What is the aim of this review?
The aim of this Cochrane review was to find out what is the best way to treat inflammation of the eye due to cytomegalovirus (CMV) infection. Cochrane review authors searched for all relevant studies (randomised controlled trials) but did not find any studies that could be included in the review.
There were no randomised controlled trials of treatment of CMV-associated inflammation of the eye.
What was studied in the review?
Cytomegalovirus (CMV) is a virus that affects the front of the eye. If the CMV infection is not treated, it can cause irreversible damage to the front of the eye or damage to the optic nerve or both. This damage can cause sight loss. Untreated, this virus has a tendency to recur, and multiple recurrences can increase the chance of developing eye problems. The treatment for this virus includes the use of eyedrops as well as tablets and injections. However, the currently available medications have side effects, so that knowing the dose and duration of treatment can help reduce these side effects, as well as reducing the risk of new episodes and of further problems.
What are the main results of the review?
The Cochrane review authors did not find any studies that met the inclusion criteria for the review.
How up-to-date is this review?
The Cochrane review authors searched for studies that had been published up to 21 March 2017.
There is currently no good-quality evidence on the management of CMV-associated anterior segment inflammation. Ideally, a well-designed RCT is needed to evaluate the effectiveness of different anti-CMV medications as well as the optimal dose and duration.
Cytomegalovirus (CMV) is a virus that usually affects people with reduced immunity. In recent years, this virus has been thought to cause repeated inflammation in the eye, in otherwise healthy people. This form of inflammation can cause damage to the cornea (the outer layer of the eye) or to the optic nerve by causing secondary glaucoma, or to both, leading to visual loss.
Our primary objective was to assess the effects of drug therapies for the treatment of CMV-associated anterior segment inflammation.
Our secondary objective was to determine the optimal dose and duration of treatment with respect to recurrence and adverse effects.
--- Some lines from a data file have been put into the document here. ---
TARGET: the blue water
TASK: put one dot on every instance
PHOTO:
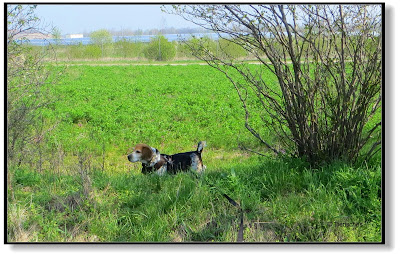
(136, 38)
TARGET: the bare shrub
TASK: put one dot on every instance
(327, 60)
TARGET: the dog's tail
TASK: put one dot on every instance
(200, 146)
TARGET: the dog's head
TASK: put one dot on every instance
(143, 153)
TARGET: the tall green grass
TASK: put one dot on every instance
(86, 190)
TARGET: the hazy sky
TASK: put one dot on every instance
(81, 18)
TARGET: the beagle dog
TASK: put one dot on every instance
(153, 161)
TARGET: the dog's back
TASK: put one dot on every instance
(188, 160)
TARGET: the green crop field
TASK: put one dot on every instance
(80, 187)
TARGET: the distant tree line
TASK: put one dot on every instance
(153, 31)
(158, 49)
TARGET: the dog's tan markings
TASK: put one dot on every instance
(145, 150)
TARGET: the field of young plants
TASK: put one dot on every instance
(80, 187)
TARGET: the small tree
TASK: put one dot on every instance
(28, 78)
(327, 60)
(101, 38)
(160, 49)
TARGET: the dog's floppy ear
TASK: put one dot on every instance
(147, 153)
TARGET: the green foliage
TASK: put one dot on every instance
(97, 195)
(283, 202)
(160, 49)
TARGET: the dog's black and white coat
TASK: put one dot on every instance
(153, 161)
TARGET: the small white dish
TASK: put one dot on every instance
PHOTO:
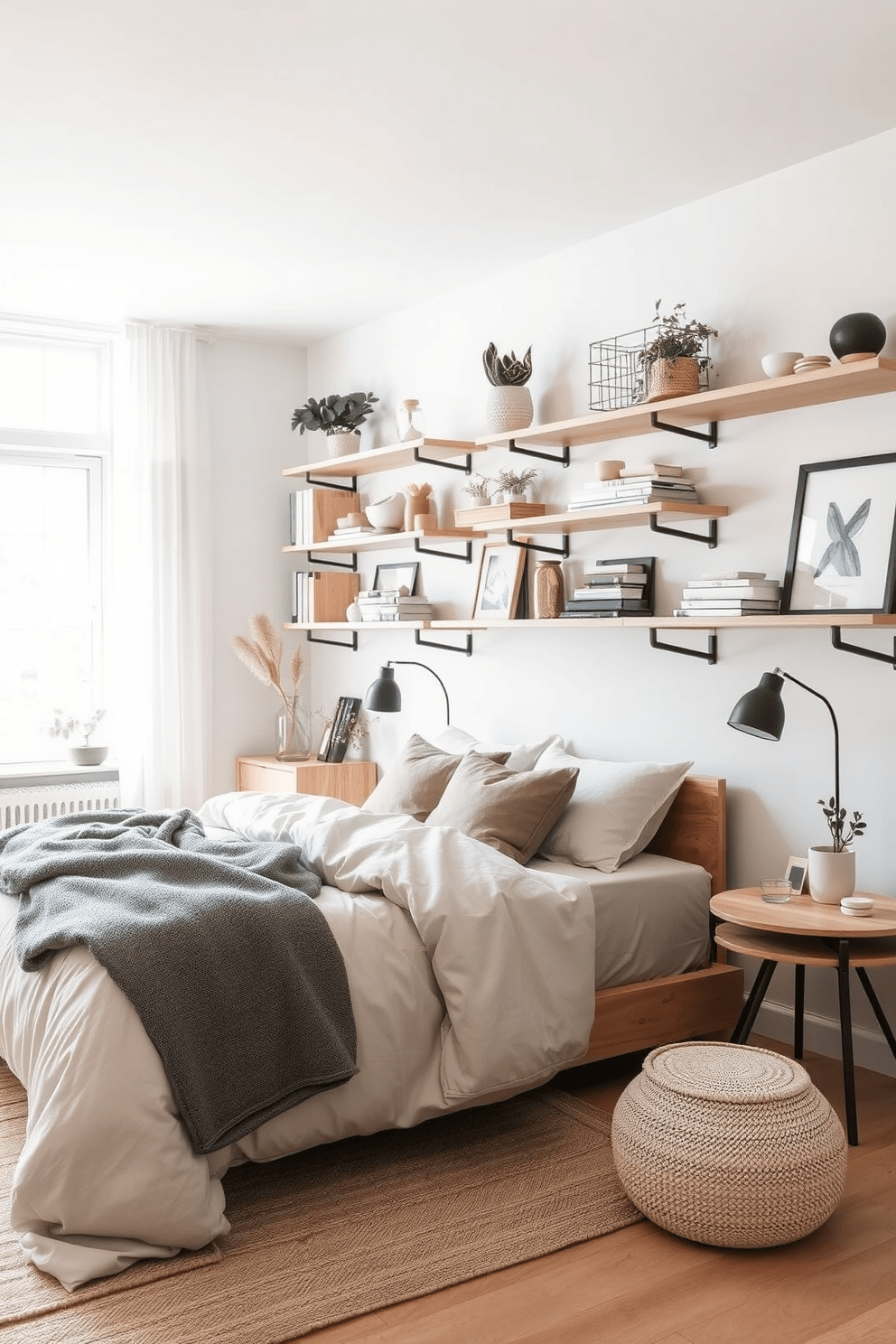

We searched the Cochrane Central Register of Controlled Trials (CENTRAL) (which contains the Cochrane Eyes and Vision Trials Register) (2017, Issue 2), MEDLINE Ovid (1946 to 21 March 2017), Embase Ovid (1947 to 21 March 2017), the ISRCTN registry (www.isrctn.com/editAdvancedSearch); searched 21 March 2017, ClinicalTrials.gov (www.clinicaltrials.gov); searched 21 March 2017, and the WHO International Clinical Trials Registry Platform (ICTRP) (www.who.int/ictrp/search/en); searched 21 March 2017. We did not use any date or language restrictions in the electronic searches for trials. Two review authors independently reviewed the titles and abstracts.
We searched for randomised controlled trials (RCTs) on the management of CMV-associated anterior segment inflammation.
We planned to have two review authors independently extract data from reports of included studies and analyse data based on methods expected by Cochrane.
We did not identify any RCTs that met our inclusion criteria.